This post will be another fly by look at a production compiler, this time for the Rust language.
Disclaimer! I wrote this a while ago and have not checked how much has changed! The compiler and language are still maturing, so changes are frequent.
The Rust project is a compiler for a new systems language. The compiler and standard library is written in Rust itself, and the project is sponsored by Mozilla. It merits itself on being "blazingly fast", preventing segfaults and guaranteeing thread safety.
Rust is based on multiple paradigms. It takes its variable mutability/borrowing rules from functional programming, ensuring thread safety and preventing data races. For example, after passing a variable as an argument into a function, the variable cannot be used again as it is dropped from the scope. These ownership rules increase the safety of the language, as most potential problems are picked up by the compiler. If the program compiles, you can be fairly confident that there won’t be many unexpected runtime errors.
The compilation process is different to that of gcc, although the underlying idea is the same.
Although parsing can be done by writing a finite state machine, the rust parser is hand written. First, a lexer takes the input source as UTF-8 text and generates tokens from it. These tokens are then placed into a token tree2. This tree is an intermediate stage between the input source, and the AST. This stage isn't always necessary, depending on the complexity of the language. Recursive descent is then used to generate the real AST. The AST does not include unnecessary bits of the input like parentheses. They can be implied at this point.
At this point, the AST is passed over. At the appropriate locations, external code such as the standard library and other specified modules are injected. In addition to this, macros are expanded. This is in contrast to the GCC method, where macros are dealt with by manipulating the source code directly. Tests (which are also defined with # syntax) are built into a harness at this stage and injected into the AST. The AST is given node IDs for later use, and optionally can be output at this point.
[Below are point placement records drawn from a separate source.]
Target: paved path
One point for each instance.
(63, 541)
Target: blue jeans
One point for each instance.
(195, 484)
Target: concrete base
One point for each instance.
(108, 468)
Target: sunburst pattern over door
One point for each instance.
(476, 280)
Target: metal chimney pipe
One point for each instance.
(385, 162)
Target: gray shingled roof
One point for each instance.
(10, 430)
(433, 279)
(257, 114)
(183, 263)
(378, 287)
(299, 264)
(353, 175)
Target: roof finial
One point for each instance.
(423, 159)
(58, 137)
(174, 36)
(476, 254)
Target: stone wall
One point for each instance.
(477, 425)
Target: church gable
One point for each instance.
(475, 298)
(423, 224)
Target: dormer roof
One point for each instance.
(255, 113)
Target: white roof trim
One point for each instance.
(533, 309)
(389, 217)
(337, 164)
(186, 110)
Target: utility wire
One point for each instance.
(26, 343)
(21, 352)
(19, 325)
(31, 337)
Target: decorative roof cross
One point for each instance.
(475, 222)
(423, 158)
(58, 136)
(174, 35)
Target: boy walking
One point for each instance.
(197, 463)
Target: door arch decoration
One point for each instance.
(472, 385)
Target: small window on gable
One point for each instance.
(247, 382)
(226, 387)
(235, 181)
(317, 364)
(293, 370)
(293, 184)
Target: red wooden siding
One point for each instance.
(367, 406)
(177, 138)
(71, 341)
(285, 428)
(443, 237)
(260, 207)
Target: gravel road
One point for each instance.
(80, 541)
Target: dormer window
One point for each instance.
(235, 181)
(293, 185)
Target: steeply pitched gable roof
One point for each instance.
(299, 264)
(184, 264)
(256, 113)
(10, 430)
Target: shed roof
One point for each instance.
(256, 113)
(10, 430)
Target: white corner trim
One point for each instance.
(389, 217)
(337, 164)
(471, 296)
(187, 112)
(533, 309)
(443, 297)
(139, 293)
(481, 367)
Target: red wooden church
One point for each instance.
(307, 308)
Semantic analysis happens at this stage. This involves traversing through the AST and performing different transformations. At this stage, the AST becomes HIR, High-Level Intermediate Representation. This is basically the same as the AST, so we don’t need to worry about the detail too much. Many tasks are done here, including but not limited to:
- Name resolution - checking whether identifiers are variables, functions or modules.
- Finding the
mainmethod as this is the entry point for the program
- Type checking - determining the resultant type of expressions
- Checking the rules associated with static, constant and private types are obeyed
- Match checking - Rust’s pattern matching rules are enforced here
- Dead code checking - emits warnings if unreachable code is detected
These steps are not optimisations as such, more implementations of language features.
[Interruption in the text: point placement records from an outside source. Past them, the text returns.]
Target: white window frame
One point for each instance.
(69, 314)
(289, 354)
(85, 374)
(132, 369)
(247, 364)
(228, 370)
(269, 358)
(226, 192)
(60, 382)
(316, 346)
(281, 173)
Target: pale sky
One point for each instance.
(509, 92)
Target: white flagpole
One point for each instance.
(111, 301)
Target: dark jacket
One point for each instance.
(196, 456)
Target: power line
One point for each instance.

Afterwards, the HIR is translated to MIR, Mid-Level Intermediate Representation3. This breaks up the large step between a fairly high level, abstract representation and the final low level representation. For example, all control flow, loops and matches are represented using
goto like statements. Borrow checking is done at this stage, making sure the rules are adhered to, and some optimisations are made before translating MIR into LLVM IR.
LLVM is a set of tools used to help write compilers. For now we just need to know that it takes a low level intermediate representation of the source code as an input and generates bytecode for the specified platform.
The first job is to translate Rust’s crates to LLVM’s modules. "Crates" and "Modules" are similar concepts, it’s just the technicalities of representation that need to be translated.
After this step, LLVM runs its own optimisation passes. These ensure that the output program is as efficient as possible. Rust has many implementations of its own optimisations that LLVM could run, but are known to be slow. For all its efficiency, compile times with LLVM are frequently quite slow.
Once the IR has been optimized, code generation happens. LLVM either writes object files or assembly in the specified output format to disk.
If object files were emitted (eg. if we are building a native library or our project contains multiple files) the final step is to link these files. This is done by calling the platform’s c compiler (eg. cc) and uses it to link the object files into an executable.
I would like to use LLVM in my compiler, as it a well used system that will make code generation much more straightforward.